Father Dew undertook fundraising for the project in Adelaide and was reportedly frustrated by the lack of generosity he encountered there, particularly on one occasion when a wealthy woman replied to his request for a donation by simply saying, "Give my love to the miners".

The dismantled church was railed to Birdum and then trucked the remaining distance. The trucks carrying the dismantled church were caught in floods at Daly Waters and parts of the loads were left on the roadside. Spread out along the route for some time, it became known as the "longest church in Australia". While the church was reconstructed, mass was held "in the residence of some local Catholic". The relocation was expensive, and by the time it was opened on 21 November 1937 by Bishop Raible (Note: Many sources claim the church opened in October 1936. This is incorrect. The Background Historical Information listed as part of the church's heritage application indicates that diaries kept by men of the AIM Club for the period in question confirm that the opening occurred in 1937. Furthermore Father Dew only left Darwin at the end of September 1937.) had cost "many hundreds of pounds". The church was reconstructed in a different layout that in its original location. An office and verandahs were later built "on two sides to serve as accommodation for the priest".

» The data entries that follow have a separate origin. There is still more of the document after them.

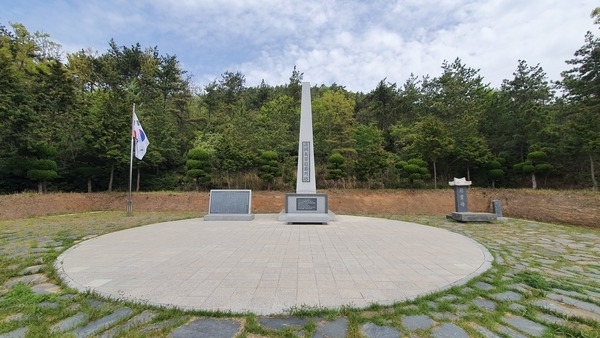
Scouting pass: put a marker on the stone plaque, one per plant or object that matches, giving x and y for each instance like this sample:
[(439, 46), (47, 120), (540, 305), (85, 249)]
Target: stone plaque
[(306, 204), (229, 202)]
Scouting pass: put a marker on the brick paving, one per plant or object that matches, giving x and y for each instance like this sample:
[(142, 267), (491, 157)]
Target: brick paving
[(545, 281)]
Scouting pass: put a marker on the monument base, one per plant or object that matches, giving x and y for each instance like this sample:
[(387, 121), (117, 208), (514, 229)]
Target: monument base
[(306, 208), (229, 217), (472, 217)]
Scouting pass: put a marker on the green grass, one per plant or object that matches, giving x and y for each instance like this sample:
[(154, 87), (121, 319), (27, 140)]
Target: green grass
[(23, 243)]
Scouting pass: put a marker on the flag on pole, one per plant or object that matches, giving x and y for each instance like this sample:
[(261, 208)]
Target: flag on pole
[(141, 140)]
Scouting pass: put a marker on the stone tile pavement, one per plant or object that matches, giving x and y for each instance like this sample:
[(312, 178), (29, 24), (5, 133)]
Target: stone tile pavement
[(545, 281), (265, 266)]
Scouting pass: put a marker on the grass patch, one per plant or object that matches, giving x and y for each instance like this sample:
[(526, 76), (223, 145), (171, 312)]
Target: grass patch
[(516, 264)]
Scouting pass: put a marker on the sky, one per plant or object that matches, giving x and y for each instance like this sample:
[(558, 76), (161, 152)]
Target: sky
[(352, 43)]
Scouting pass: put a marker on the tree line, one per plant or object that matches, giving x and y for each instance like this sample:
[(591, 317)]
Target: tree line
[(66, 124)]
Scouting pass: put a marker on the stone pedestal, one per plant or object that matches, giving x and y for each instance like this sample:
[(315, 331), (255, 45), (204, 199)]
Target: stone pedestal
[(306, 208)]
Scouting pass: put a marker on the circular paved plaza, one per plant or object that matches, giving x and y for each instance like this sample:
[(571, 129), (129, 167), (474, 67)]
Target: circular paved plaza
[(266, 267)]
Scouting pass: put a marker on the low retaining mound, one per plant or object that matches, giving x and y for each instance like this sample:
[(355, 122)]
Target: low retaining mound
[(567, 207)]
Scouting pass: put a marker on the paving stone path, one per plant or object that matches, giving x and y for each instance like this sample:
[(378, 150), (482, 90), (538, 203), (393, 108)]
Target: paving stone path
[(545, 282)]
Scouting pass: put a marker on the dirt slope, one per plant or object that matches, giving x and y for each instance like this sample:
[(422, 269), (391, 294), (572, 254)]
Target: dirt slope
[(568, 207)]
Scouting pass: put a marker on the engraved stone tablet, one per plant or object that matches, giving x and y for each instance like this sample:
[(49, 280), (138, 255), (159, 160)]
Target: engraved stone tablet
[(306, 203), (229, 205)]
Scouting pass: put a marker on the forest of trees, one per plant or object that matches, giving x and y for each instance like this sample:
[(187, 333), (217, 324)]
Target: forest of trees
[(65, 124)]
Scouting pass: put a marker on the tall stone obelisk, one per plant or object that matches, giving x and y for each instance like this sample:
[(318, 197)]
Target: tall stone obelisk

During World War II the church became a social centre for troops travelling the north-south road. Father Dew stayed in Tennant Creek throughout the war and was Chaplain to the 55 Australian Camp Hospital in 1944.

Prior to the official proclamation of the town in 1954 it was mandatory for all those who wished to hold land in Tennant Creek to hold a miner's right. This posed difficulties for the church, but it managed to obtained a miner's right in June 1941.

A Sidney Williams hut adjacent to the church was erected sometime after August 1948 as a hall. A wind-driven generator was used to light up the cross at night in 1953 during the tenure of Father Dallas Cox.

==Recent history==

The longest-serving priest was Father Taylor who held the post from 1957 to 1970. The church played a role in assisting evacuees from Darwin after Cyclone Tracy. In 1978 the Sidney Williams hut was occupied by the Society of Saint Vincent de Paul until it moved to new premises in Thompson Street in 1979.

In 1980, the church was listed on the now-defunct Register of the National Estate.

The church's fame grew in 1985 when the Blessed Teresa of Calcutta, now Saint Teresa of Calcutta, paid a visit on her Australian tour. She attended a Virgil Mass at the church on Saturday 16 February. A shrine to the saint remains in the church.

The church and the adjacent Sidney Williams hut were listed on the Northern Territory Heritage Register in August 2007. Father John Kennedy is the current priest.